Cependant, d’un bout à l’autre de l’Europe, on entend le tapage assourdissant de ce martellement continu, scandé par les grondemens du canon. Ici, le lourd marteau-pilon de la monarchie retombe à coups redoublés sur la France et lui donne la cohésion qui lui manquait, tassant les provinces les unes sur les autres. Là, de Vienne à Madrid, un laminoir infatigable étire, allonge les territoires au point de dépasser la limite de leur élasticité, et déjà, un œil exercé peut prévoir une cassure entre les Alpes et le Pô, à la jonction de ces immenses domaines. En Espagne, la royauté reforge la vieille et sainte épée qui a vaincu l’Infidèle pour en faire un levier à soulever les deux mondes ; et si pur que soit ce fier métal, il se brisera sous l’effort.

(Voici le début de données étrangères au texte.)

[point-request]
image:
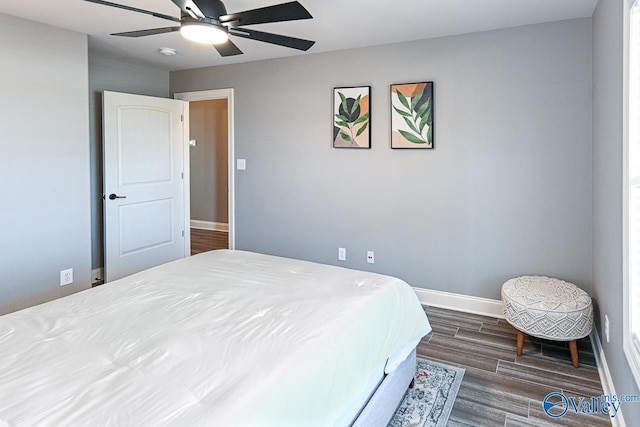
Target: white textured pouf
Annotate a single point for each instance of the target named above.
(547, 308)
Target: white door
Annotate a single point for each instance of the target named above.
(144, 191)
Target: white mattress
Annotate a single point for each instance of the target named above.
(220, 338)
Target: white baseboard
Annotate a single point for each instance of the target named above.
(605, 375)
(459, 302)
(493, 308)
(209, 225)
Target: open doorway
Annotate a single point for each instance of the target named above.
(209, 159)
(209, 120)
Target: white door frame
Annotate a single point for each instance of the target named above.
(207, 95)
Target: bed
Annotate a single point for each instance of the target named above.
(220, 338)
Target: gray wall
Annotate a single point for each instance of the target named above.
(44, 163)
(113, 74)
(209, 168)
(607, 190)
(507, 190)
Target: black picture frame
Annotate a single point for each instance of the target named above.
(352, 117)
(412, 115)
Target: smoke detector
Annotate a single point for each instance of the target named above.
(167, 51)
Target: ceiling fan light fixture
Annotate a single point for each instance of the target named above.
(202, 32)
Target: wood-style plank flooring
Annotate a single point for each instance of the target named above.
(500, 389)
(207, 240)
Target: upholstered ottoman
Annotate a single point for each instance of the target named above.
(548, 308)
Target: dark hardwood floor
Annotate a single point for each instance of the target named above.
(500, 389)
(207, 240)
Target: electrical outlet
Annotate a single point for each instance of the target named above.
(66, 277)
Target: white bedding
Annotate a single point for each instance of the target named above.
(221, 338)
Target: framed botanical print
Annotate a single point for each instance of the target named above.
(352, 117)
(412, 115)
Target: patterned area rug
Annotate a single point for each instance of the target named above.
(429, 402)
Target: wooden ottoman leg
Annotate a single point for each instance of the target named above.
(573, 349)
(519, 343)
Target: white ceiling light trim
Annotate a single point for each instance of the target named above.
(202, 32)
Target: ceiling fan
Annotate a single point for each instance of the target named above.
(207, 21)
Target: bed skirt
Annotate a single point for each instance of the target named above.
(387, 397)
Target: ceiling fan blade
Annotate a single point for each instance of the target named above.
(227, 49)
(151, 32)
(285, 41)
(134, 9)
(189, 7)
(291, 11)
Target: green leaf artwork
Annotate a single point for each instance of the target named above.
(412, 104)
(350, 120)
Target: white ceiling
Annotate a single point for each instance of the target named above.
(337, 24)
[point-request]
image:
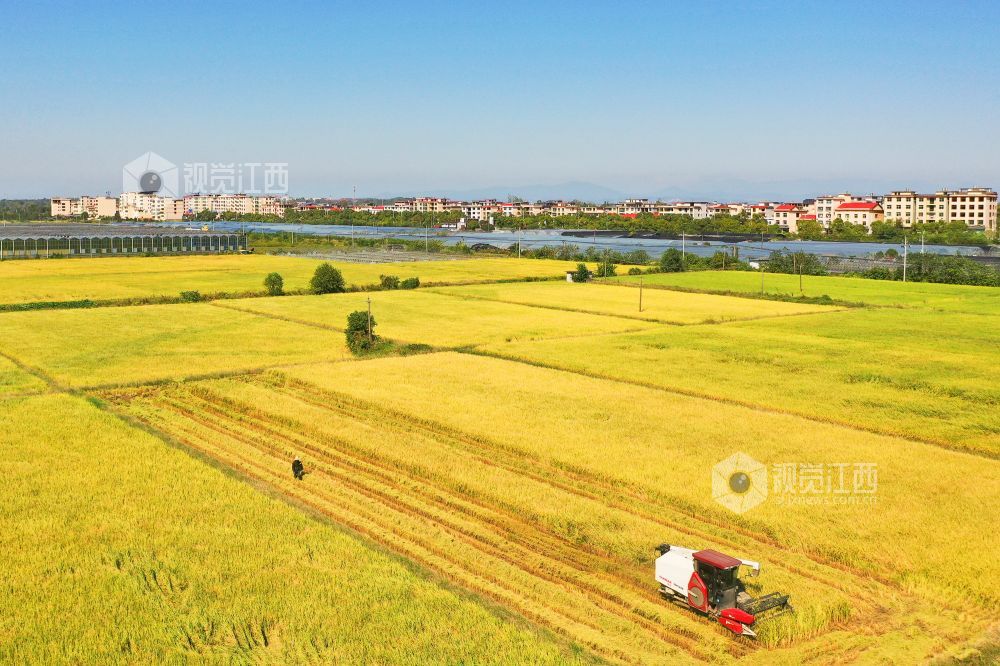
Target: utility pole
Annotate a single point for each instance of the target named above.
(369, 320)
(905, 247)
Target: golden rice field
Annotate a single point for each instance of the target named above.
(113, 345)
(120, 549)
(29, 281)
(557, 493)
(658, 305)
(497, 499)
(945, 297)
(426, 317)
(877, 370)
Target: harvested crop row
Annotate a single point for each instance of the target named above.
(216, 410)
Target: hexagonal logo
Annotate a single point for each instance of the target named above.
(152, 174)
(739, 483)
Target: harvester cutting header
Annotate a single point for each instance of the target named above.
(708, 582)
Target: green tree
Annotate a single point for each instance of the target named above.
(274, 284)
(360, 332)
(810, 230)
(327, 280)
(672, 261)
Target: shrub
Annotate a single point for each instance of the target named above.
(327, 280)
(672, 261)
(274, 284)
(360, 331)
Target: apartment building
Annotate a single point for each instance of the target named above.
(94, 207)
(976, 207)
(144, 206)
(859, 212)
(826, 206)
(242, 204)
(787, 216)
(430, 205)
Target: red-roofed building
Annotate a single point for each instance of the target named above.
(859, 212)
(787, 216)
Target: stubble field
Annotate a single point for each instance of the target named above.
(533, 467)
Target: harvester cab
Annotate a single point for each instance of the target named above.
(708, 582)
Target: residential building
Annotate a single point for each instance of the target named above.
(241, 204)
(145, 206)
(976, 207)
(787, 216)
(826, 206)
(94, 207)
(859, 212)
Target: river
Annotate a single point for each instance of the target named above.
(601, 240)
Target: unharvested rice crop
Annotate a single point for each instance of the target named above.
(141, 277)
(430, 318)
(946, 297)
(914, 373)
(16, 381)
(157, 342)
(541, 490)
(118, 549)
(658, 305)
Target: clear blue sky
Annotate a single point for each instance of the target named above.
(642, 98)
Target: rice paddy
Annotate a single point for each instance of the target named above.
(497, 498)
(661, 306)
(63, 280)
(120, 549)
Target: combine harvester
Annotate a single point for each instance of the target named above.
(708, 582)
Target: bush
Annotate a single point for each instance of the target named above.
(274, 284)
(672, 261)
(327, 280)
(605, 269)
(360, 332)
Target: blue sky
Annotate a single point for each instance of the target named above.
(714, 99)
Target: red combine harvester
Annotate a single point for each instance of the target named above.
(708, 581)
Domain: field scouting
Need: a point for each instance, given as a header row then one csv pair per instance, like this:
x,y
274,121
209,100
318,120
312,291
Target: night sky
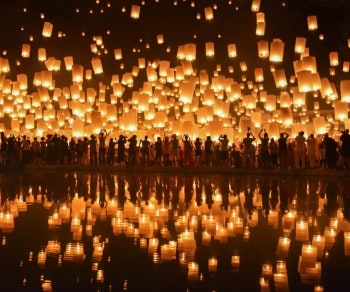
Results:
x,y
80,21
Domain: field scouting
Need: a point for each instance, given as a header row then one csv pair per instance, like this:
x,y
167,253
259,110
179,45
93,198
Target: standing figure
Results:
x,y
111,151
311,148
102,146
158,145
145,144
264,149
93,150
300,151
197,151
282,150
187,151
175,150
132,152
166,151
121,150
248,154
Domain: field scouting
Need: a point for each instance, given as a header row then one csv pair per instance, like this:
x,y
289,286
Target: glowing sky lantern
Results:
x,y
263,49
260,28
25,51
68,62
255,7
47,29
300,44
118,54
209,14
276,51
280,78
345,91
189,52
135,11
304,81
97,65
232,50
341,110
41,54
259,74
333,59
312,22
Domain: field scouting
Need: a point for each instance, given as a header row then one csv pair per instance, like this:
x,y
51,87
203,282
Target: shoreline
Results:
x,y
181,170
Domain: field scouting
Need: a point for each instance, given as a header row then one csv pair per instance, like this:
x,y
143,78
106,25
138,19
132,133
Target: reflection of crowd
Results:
x,y
262,152
179,192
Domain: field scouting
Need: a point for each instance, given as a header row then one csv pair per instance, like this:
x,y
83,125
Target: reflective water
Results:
x,y
81,231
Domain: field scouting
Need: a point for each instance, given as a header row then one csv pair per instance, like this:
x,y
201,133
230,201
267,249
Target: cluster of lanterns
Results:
x,y
174,98
147,225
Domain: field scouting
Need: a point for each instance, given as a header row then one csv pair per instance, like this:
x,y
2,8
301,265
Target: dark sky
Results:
x,y
177,23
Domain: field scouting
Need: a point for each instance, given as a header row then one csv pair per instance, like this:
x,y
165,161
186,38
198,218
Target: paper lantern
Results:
x,y
341,110
97,65
151,74
345,90
333,59
47,29
68,62
41,54
249,101
280,78
298,98
209,49
5,65
263,49
312,22
286,116
77,73
160,39
118,54
135,11
255,7
25,51
260,28
30,122
300,44
260,17
276,51
259,74
304,81
232,51
320,125
208,13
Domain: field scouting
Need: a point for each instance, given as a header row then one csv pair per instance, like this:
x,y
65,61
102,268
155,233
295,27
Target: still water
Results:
x,y
103,231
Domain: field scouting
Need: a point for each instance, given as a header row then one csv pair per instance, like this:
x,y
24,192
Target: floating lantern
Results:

L’Angleterre, maîtrisant l’Ecosse, écrase de tout son poids et réduit en poudre la malheureuse Irlande. Trois ou quatre marteaux différens frappent à coups redoublés les principautés allemandes et empêchent cette poussière d’Etats de s’agglomérer. En Italie, on entend grincer, on voit étinceler dans un éclair rapide les limes et les tarières des petits despotes. Ces outils brillans et fragiles semblent accomplir, en quelques tours de vis, une besogne plus délicate que les pesans appareils du voisinage. Dans leur atelier restreint, ils appliquent des procédés perfectionnés ; la trempe de leur acier est plus subtile, mais il se brisera plus tôt dans leurs mains. L’Italie, méconnue, déchirée par ses enfans trop habiles, sera une sorte de champ d’expérience où les grandes puissances viendront successivement faire l’épreuve de leurs forces.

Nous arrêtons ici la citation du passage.